Cambio un servicio de adoración en Tennessee por un concierto en Chicago. Y mientras canto buenas nuevas de gran gozo a un público complacido, me pesa ese sacrificio inmensamente.
Usted tiene sus propias luchas. Quizás está afligido porque la persona a la que amó por muchos años le dejó una lista larga de secretos cuando murió. O tal vez esté luchando con el deseo de no apagar la computadora o deshacerse del número de teléfono de alguien que siente que le puede hacer sentir mejor cuando se expande la brecha entre usted y su esposa.
O tal vez su padre acaba de fallecer, y aunque todo el mundo diga que partió de la mejor manera posible “tranquilamente y sin dolencias”, usted, sin duda, lo sigue extrañando cada día que pasa.
Estos son nuestros problemas, y ellos no desaparecen en diciembre. La verdad de la Navidad así lo demuestra. Y aunque no es fácil entenderlo plenamente, recordemos que Isaías profetizó el nacimiento de Cristo, diciendo:
“Creció en su presencia como vástago tierno, como raíz de tierra seca. No había en él belleza ni majestad alguna; su aspecto no era atractivo y nada en su apariencia lo hacía deseable. Despreciado y rechazado por los hombres, varón de dolores, hecho para el sufrimiento.
Todos evitaban mirarlo; fue despreciado, y no lo estimamos… Él fue traspasado por nuestras rebeliones, y molido por nuestras iniquidades; sobre él recayó el castigo, precio de nuestra paz, y gracias a sus heridas fuimos sanados” (53.2, 3, 5 NVI).
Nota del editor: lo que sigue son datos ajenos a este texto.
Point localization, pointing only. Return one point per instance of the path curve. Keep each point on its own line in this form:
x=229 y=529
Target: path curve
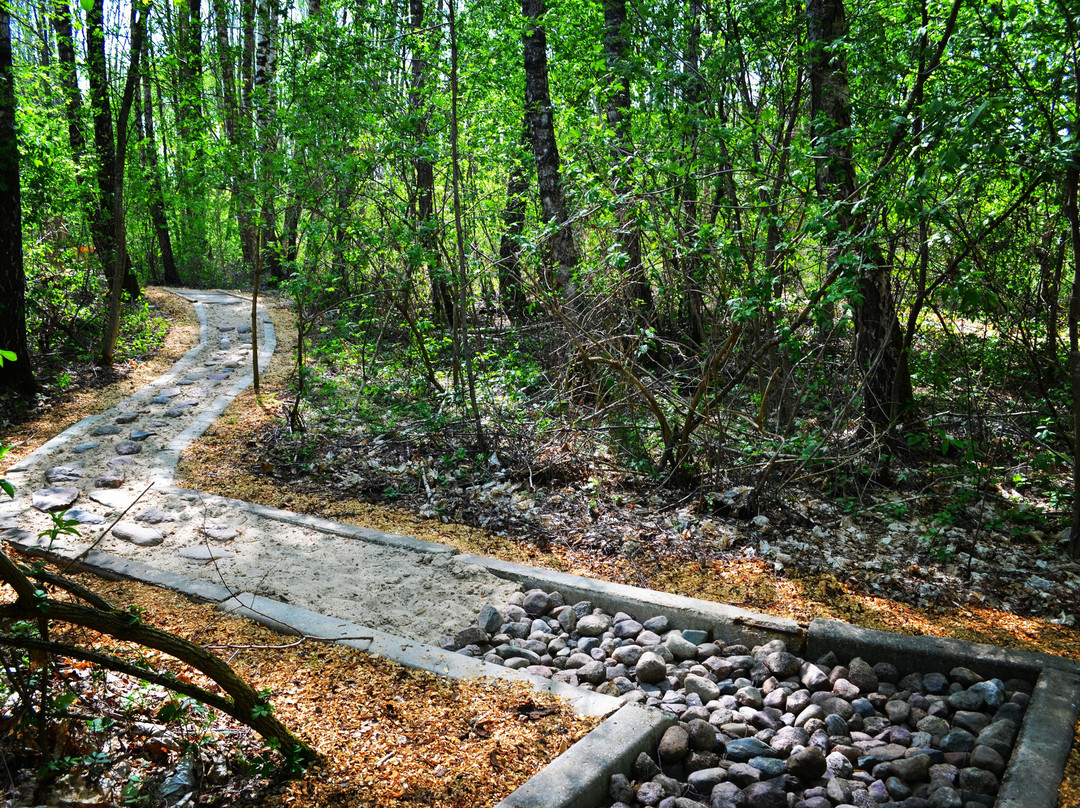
x=99 y=466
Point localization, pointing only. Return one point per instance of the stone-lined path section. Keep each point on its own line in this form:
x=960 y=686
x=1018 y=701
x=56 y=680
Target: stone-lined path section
x=396 y=596
x=100 y=466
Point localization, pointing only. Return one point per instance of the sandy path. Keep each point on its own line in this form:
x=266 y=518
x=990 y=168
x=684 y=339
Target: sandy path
x=319 y=565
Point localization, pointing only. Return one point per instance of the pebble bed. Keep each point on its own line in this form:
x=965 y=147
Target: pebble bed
x=760 y=727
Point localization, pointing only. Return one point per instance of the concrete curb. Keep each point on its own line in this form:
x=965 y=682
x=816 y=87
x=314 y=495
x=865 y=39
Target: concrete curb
x=296 y=621
x=579 y=777
x=726 y=623
x=923 y=654
x=1037 y=764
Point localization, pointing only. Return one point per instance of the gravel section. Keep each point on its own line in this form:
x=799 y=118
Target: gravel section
x=760 y=727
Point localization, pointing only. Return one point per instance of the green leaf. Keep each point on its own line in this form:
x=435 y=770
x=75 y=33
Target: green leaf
x=974 y=116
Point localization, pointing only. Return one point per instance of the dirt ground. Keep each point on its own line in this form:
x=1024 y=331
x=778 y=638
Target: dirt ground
x=228 y=460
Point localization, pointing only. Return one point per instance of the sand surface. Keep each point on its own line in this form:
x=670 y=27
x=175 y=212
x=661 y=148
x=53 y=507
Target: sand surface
x=419 y=595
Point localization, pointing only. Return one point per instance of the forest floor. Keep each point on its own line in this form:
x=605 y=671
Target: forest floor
x=798 y=562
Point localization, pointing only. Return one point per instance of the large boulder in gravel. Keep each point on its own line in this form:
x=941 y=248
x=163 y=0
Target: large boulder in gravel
x=807 y=764
x=674 y=744
x=765 y=795
x=593 y=625
x=650 y=668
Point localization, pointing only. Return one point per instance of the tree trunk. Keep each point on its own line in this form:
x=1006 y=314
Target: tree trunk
x=541 y=125
x=1072 y=216
x=879 y=342
x=191 y=189
x=442 y=298
x=239 y=178
x=264 y=102
x=158 y=217
x=511 y=283
x=616 y=50
x=103 y=224
x=17 y=374
x=693 y=267
x=120 y=237
x=69 y=78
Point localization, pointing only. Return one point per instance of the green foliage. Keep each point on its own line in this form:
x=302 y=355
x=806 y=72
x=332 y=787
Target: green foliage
x=61 y=526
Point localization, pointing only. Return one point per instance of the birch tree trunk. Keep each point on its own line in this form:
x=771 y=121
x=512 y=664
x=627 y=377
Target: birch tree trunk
x=879 y=341
x=541 y=125
x=17 y=374
x=616 y=51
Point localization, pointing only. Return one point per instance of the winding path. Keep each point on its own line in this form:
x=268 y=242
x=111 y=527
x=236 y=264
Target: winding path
x=99 y=467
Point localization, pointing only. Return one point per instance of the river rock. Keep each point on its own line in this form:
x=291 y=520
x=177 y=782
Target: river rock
x=674 y=744
x=113 y=479
x=593 y=625
x=202 y=552
x=224 y=533
x=704 y=688
x=64 y=474
x=56 y=498
x=138 y=535
x=154 y=516
x=84 y=517
x=765 y=795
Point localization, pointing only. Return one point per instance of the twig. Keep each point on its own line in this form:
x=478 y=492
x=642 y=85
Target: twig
x=105 y=533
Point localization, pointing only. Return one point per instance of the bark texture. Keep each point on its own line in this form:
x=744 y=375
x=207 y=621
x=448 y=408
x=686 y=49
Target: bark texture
x=629 y=236
x=879 y=342
x=541 y=125
x=15 y=375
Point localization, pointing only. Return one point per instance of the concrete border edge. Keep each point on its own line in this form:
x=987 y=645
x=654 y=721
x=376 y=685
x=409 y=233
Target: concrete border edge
x=579 y=777
x=728 y=623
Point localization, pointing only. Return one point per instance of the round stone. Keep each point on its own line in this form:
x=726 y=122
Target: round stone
x=137 y=535
x=704 y=688
x=537 y=603
x=702 y=735
x=593 y=625
x=674 y=744
x=680 y=647
x=54 y=499
x=650 y=668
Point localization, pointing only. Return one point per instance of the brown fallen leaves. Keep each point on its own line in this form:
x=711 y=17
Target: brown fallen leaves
x=430 y=765
x=390 y=736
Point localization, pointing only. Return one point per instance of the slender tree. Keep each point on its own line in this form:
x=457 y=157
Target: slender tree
x=104 y=223
x=138 y=17
x=15 y=375
x=239 y=174
x=158 y=217
x=426 y=224
x=541 y=125
x=511 y=284
x=879 y=342
x=629 y=234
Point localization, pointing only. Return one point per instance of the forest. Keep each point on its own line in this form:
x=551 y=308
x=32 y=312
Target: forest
x=730 y=255
x=657 y=283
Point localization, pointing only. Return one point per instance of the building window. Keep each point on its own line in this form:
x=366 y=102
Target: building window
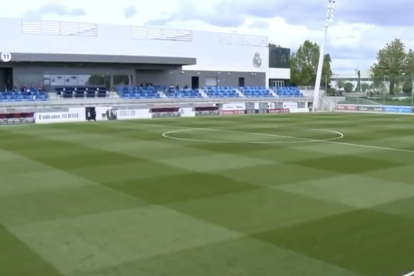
x=57 y=80
x=71 y=80
x=88 y=80
x=121 y=80
x=46 y=79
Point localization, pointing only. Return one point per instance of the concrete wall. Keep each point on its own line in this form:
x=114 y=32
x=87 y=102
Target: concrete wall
x=184 y=77
x=32 y=74
x=213 y=50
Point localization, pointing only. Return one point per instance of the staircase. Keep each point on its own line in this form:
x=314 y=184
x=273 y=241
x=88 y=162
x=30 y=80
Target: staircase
x=162 y=95
x=273 y=93
x=203 y=94
x=238 y=92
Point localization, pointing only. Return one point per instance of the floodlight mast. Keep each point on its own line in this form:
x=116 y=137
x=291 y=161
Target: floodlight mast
x=328 y=23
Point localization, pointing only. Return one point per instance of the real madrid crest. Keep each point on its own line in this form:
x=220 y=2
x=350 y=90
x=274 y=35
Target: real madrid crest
x=257 y=60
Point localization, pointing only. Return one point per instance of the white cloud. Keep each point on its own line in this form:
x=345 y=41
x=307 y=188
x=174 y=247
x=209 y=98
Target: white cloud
x=351 y=44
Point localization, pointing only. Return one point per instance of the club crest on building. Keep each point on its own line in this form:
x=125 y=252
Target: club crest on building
x=257 y=60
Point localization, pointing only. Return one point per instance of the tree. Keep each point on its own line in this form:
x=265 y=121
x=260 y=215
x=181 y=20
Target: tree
x=340 y=84
x=348 y=87
x=304 y=65
x=408 y=86
x=391 y=62
x=364 y=87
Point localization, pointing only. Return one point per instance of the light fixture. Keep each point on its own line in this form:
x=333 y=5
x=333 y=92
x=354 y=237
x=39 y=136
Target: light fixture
x=328 y=23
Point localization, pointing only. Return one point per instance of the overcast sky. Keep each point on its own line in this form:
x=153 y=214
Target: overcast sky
x=360 y=28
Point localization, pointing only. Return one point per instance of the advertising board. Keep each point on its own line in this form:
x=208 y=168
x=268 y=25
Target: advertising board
x=59 y=117
x=279 y=110
x=347 y=107
x=290 y=105
x=127 y=114
x=299 y=110
x=187 y=112
x=233 y=112
x=234 y=106
x=371 y=108
x=398 y=109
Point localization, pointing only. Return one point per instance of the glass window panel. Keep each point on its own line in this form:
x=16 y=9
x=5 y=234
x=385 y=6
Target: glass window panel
x=57 y=80
x=71 y=80
x=89 y=80
x=46 y=79
x=121 y=80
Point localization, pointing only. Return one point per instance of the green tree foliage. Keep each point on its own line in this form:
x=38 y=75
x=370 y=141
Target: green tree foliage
x=392 y=62
x=274 y=45
x=348 y=87
x=340 y=84
x=408 y=86
x=304 y=65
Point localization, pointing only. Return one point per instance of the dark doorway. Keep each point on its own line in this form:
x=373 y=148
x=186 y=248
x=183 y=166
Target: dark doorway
x=195 y=82
x=241 y=82
x=90 y=113
x=6 y=79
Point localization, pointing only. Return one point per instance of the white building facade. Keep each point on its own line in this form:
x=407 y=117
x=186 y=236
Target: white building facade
x=53 y=53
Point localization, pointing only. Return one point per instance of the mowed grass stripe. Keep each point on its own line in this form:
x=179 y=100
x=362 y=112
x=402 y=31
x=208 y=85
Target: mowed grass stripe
x=194 y=180
x=17 y=259
x=203 y=209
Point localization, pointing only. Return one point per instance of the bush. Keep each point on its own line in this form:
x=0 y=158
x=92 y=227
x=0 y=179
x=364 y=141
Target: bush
x=348 y=87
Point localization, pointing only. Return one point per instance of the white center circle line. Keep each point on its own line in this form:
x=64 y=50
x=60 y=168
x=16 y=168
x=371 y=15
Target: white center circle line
x=304 y=140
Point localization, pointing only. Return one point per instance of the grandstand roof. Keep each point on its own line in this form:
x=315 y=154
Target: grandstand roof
x=41 y=57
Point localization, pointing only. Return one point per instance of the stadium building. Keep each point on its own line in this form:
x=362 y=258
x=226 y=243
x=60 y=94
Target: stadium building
x=54 y=54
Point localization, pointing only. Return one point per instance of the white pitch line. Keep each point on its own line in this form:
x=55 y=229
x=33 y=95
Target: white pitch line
x=275 y=135
x=303 y=140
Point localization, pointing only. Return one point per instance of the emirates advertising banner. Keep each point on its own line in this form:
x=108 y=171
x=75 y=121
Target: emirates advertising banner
x=278 y=110
x=290 y=105
x=346 y=107
x=370 y=108
x=234 y=106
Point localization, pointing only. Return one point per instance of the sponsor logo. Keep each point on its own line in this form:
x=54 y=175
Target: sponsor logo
x=232 y=112
x=370 y=108
x=346 y=107
x=64 y=116
x=127 y=113
x=397 y=109
x=257 y=60
x=279 y=110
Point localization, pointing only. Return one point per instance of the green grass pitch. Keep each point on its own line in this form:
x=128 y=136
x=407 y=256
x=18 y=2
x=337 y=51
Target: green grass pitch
x=260 y=195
Quizás de esto se trate la Navidad, y no de felicidad. Ni del alivio del dolor. Ni de una existencia perfecta. Sino del inmenso amor de Dios por usted y por mí, que hizo que Él viniera al mundo para relacionarse con nosotros y transformarnos misericordiosamente para su gloria y para nuestro bien.
En medio de nuestra naturaleza humana, de nuestras profundas dudas y de dificultades agobiantes, Dios nos ofrece el conmovedor recordatorio de Belén: Que somos de gran valor, porque Él nos amó primero.